Il talento visivo di Flanagan si misura con il capolavoro di un maestro del cinema.

La recensione che segue la trovate anche sul mio blog.

 

Doctor Sleep è un’opera stretta tra influenze di spessore, differenti ed a tratti inconciliabili. Da una parte il gusto per la narrativa pura e fantastica di Stephen King, dall’altra l’iconografia cult dello Shining di Stanley Kubrick; lì in mezzo si ritrova Mike Flanagan, nome di minor richiamo ma provvisto comunque d’invidiabile talento, padre del buon Il gioco di Gerald e del capolavoro Hill House.

 

Prendendo in mano la storia di Dan Torrance, figlio del mitico personaggio che fu interpretato da Jack Nicholson, il regista cerca di ibridare la didascalica messa in scena del romanzo originale con la propria poetica romantica, verseggiata da una filmografia horror nella quale demoni e presenze oscure sono i riflessi di traumi irrisolti. Il risultato è uno spettacolo a tratti prolisso, ma che Flanagan tiene in piedi dandogli ritmo e trovando molti spunti visivi interessanti.
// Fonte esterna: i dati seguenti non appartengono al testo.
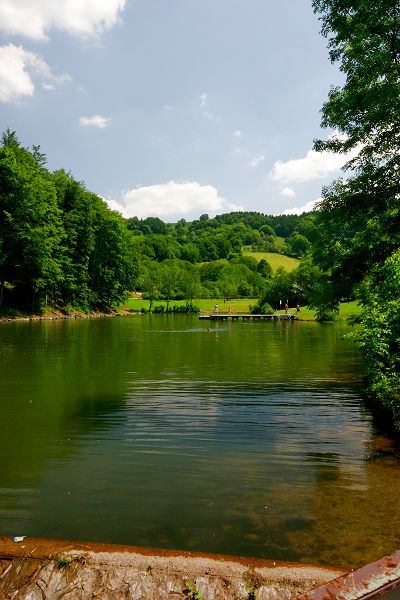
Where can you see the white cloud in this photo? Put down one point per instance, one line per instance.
(288, 192)
(94, 121)
(19, 68)
(256, 161)
(33, 18)
(172, 201)
(203, 100)
(313, 166)
(298, 210)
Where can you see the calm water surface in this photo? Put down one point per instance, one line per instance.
(247, 438)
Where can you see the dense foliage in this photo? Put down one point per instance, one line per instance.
(358, 248)
(59, 244)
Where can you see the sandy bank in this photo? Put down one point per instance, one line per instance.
(39, 569)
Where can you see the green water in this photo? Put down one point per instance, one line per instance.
(236, 438)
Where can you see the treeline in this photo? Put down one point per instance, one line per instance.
(222, 237)
(59, 244)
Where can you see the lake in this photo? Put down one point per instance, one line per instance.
(164, 431)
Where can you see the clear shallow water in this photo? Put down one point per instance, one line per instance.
(239, 438)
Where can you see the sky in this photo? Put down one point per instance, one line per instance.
(173, 108)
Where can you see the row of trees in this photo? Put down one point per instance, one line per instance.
(224, 236)
(59, 244)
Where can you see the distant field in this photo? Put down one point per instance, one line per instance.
(275, 260)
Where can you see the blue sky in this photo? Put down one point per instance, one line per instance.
(172, 108)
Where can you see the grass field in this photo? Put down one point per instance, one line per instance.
(238, 305)
(275, 260)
Il rischio del ridicolo era dietro l’angolo, vista anche una trama che, a conti fatti, racconta di un gruppo di creature umanoidi, un po’ zingari un po’ hippie senza dottrina, che si aggirano per gli Stati Uniti in cerca di bambini ai quali succhiare la luccicanza (lo shining, appunto); invece, questi villain si rivelano una delle componenti più intriganti della pellicola, grazie alla capacità dell’autore di permearli di un’atmosfera al confine tra il misticismo ed il conturbante e, soprattutto, alla straordinaria prova attoriale della loro leader, Rebecca Ferguson.

 

Purtroppo, causa anche un’impronta visiva più elegante che violenta, Doctor Sleep non spaventa: più che di horror, si potrebbe parlare di un urban fantasy dalle tinte orrorifiche; la messinscena di Flanagan è suggestiva, salvo poi scivolare più volte in una chiusura troppo esplicita nel citare il prestigioso predecessore, tanto pedante da mettere in dubbio l’intelligenza dello spettatore, che tali accostamenti è in grado di farli senza che il film debba denudare svergognatamente le proprie intenzioni. È infatti nell’inevitabile confronto finale che l’opera di Flanagan cade, schiacciata da suo stesso complesso d’inferiorità nei confronti di un pezzo di storia del cinema che prova a riportare in vita, addentrandosi nel silenzio ieratico dell’Overlook Hotel, ma trovandovi solo incertezza tra gli spettri di un grande passato.